Total O-GlcNAcylation increases YAP binding to STAT3 to promote YAP nuclear translocation. A) YAP-interacting proteins and interaction scores predicted by the STRING server (Version: 12.0). B) Immunoblot analysis of the interaction between endogenous YAP and STAT3 in PMASMCs treated with PDGF-BB (n = 3). C) Confocal imaging of YAP (green) and STAT3 (red) co-localization in PMASMCs treated with PDGF-BB (n = 3). Scale bars, 10 µm. The arrow points to the suspected protein aggregates. The linear co-localization plots of YAP and STAT3 outlined by horizontal lines in the merged images are shown on the right.
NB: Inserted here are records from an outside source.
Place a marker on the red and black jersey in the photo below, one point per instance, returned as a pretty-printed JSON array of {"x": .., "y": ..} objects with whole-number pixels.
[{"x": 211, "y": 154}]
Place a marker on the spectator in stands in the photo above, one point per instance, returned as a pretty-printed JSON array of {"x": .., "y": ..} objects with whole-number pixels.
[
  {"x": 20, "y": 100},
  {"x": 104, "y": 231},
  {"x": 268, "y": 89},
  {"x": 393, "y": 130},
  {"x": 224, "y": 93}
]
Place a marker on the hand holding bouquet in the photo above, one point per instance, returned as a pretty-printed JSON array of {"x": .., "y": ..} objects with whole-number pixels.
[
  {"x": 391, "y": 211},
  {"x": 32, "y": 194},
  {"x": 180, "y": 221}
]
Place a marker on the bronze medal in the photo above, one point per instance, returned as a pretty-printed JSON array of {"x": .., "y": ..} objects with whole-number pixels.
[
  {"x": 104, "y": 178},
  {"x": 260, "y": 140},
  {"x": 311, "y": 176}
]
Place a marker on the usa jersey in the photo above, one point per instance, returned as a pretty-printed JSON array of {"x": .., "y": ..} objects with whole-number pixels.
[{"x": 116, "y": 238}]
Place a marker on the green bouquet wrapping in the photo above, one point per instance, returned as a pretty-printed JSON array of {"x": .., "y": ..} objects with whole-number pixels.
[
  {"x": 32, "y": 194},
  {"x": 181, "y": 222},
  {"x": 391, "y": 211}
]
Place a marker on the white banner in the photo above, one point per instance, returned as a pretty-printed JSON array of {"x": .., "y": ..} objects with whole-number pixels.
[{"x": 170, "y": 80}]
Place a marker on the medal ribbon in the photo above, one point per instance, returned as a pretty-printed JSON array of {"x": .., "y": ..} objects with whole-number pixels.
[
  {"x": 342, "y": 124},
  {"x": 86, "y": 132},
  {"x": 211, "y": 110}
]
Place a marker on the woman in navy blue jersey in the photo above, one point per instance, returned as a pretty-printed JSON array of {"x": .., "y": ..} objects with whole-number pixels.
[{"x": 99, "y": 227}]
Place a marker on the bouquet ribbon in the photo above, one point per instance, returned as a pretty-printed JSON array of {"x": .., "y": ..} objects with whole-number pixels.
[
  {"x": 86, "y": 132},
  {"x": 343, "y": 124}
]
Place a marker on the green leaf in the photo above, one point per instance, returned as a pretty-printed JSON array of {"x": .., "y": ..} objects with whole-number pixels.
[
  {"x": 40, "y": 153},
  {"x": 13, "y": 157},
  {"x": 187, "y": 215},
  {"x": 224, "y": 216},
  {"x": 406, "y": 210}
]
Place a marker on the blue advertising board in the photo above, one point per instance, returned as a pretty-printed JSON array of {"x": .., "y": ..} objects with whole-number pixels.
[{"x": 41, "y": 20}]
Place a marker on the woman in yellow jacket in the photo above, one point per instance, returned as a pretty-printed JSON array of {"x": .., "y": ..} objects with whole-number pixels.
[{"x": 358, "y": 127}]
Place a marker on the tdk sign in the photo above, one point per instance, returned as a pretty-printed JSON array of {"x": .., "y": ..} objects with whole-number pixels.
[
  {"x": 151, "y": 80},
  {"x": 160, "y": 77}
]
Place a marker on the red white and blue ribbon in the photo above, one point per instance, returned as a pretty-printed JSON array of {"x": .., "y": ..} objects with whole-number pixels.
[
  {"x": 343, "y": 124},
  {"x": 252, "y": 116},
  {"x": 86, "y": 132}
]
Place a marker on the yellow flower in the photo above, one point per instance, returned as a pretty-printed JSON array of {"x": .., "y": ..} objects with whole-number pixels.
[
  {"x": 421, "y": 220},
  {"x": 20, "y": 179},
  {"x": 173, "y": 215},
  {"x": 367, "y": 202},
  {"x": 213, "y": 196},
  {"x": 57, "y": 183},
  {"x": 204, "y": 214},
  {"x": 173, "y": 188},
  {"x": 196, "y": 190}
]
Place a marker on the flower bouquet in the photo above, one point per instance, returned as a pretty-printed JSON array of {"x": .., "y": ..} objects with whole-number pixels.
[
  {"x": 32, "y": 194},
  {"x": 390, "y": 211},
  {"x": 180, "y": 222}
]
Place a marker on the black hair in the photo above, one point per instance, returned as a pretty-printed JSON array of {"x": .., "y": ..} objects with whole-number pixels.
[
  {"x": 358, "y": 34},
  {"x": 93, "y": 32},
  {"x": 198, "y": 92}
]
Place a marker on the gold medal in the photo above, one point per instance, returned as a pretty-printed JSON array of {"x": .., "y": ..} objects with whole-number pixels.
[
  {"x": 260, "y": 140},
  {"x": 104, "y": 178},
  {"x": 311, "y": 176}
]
D) Immunoblot analysis of the interaction between endogenous YAP and STAT3 in PMASMCs treated with OSMI-1 (n = 3). E) Immunoblot analysis of the interaction between endogenous YAP and STAT3 in PMASMCs treated with TMG (n = 3). F) Confocal imaging of YAP (green) and STAT3 (red) co-localization in PMASMCs treated with PDGF-BB, PDGF-BB +OSMI-1 (10 μM), PDGF-BB +TMG (15 μM) (n = 3). Scale bars, 10 µm. The arrow points to the suspected protein aggregates. The linear co-localization plots of YAP and STAT3 outlined by horizontal lines in the merged images are shown on the right.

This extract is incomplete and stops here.